Let's write a biography
I'm two years into a three-year effort to tell the story of C. Everett Koop, MD
I’ve written a lot over the years, much of it distinguished by a lack of memorability. Which I guess is part of the point of a blog, that most evanescent of literary forms. Though as such efforts go, a substack is said to have more substance. And therefore demand more of both writer and reader.
I’ve not attempted a biography before, though forty years back my PhD on nineteenth-century religious debate was in part the story of the most interesting of the pugilists. Still with the historian’s hat on I then edited a million-word volume of religious history. Subsequent decades have taken me elsewhere (a book on Hippocrates and medical ethics, and more recently one on robots taking our jobs, along with a smattering of quite decent academic articles).

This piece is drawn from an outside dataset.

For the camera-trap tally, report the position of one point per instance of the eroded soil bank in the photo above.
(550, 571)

Lest I be accused of jack-of-all-trades inconsequence, allow me politely to point out that the Hippocrates book scored a review in the New England Journal of Medicine, the short volume on technology and labor markets a nice blurb from the deputy editor of The Economist magazine (the magazine having recently flown me to Hong Kong to chat about the subject), together with translations into Korean and Chinese, and indeed the works on religious history and so forth a generation back were welcomed in their appropriate journals. I’m cheekily using the meme from the Hong Kong event as my pic here.
I have however written, and Amazon self-published, a memoir about my childhood, which got me thinking about many things I had thought forgotten, as well as the memoir process. Curious experience; as you dig down the shaft of what you know you remember, it suddenly opens up seams you had entirely forgotten. The more you dig, the more there is. I began advising all my friends to memoirize, if only for their families. There may also be catharsis back there, though maybe not. Memories are potent, unpredictable, beasts.
And so to Dr. Koop. The origin story is simple enough. I knew Koop, and though we weren’t specially close we were certainly friends. He passed in 2013 at the grand age of 96, three years or so after I flew up to Hanover, NH, on some pretext to have lunch with the great man and see him one more time. Something put him back in my mind early in 2020, and I googled around to see if anyone had written a biography or something such. Not a one, and even more curious to my mind: after a slab of substantial obits dropped back in February 2013, there’s hardly a word from anyone about anything to do with him anywhere (even in the pandemic context; I’ll say more about this in a subsequent post, and a bit about it in the book). But no doubt, I thought, biographies being among the books with the longest periods of gestation, something would be in the works. So I pinged Tony Fauci, whom I have met once or twice and who I knew to be close to Koop as we had discussed our mutual friendship. This was mercifully a few weeks before Covid hit the fan, and Fauci - as much the unabashed workaholic as Koop - was still answering his own emails, so I got a speedy answer and a follow-up call. Zippo.
So I decided that someone needed to do this job, and that it would be a job as challenging as fascinating, given the breadth of Koop’s activities and the eclectic character of his sympathies. And here I am.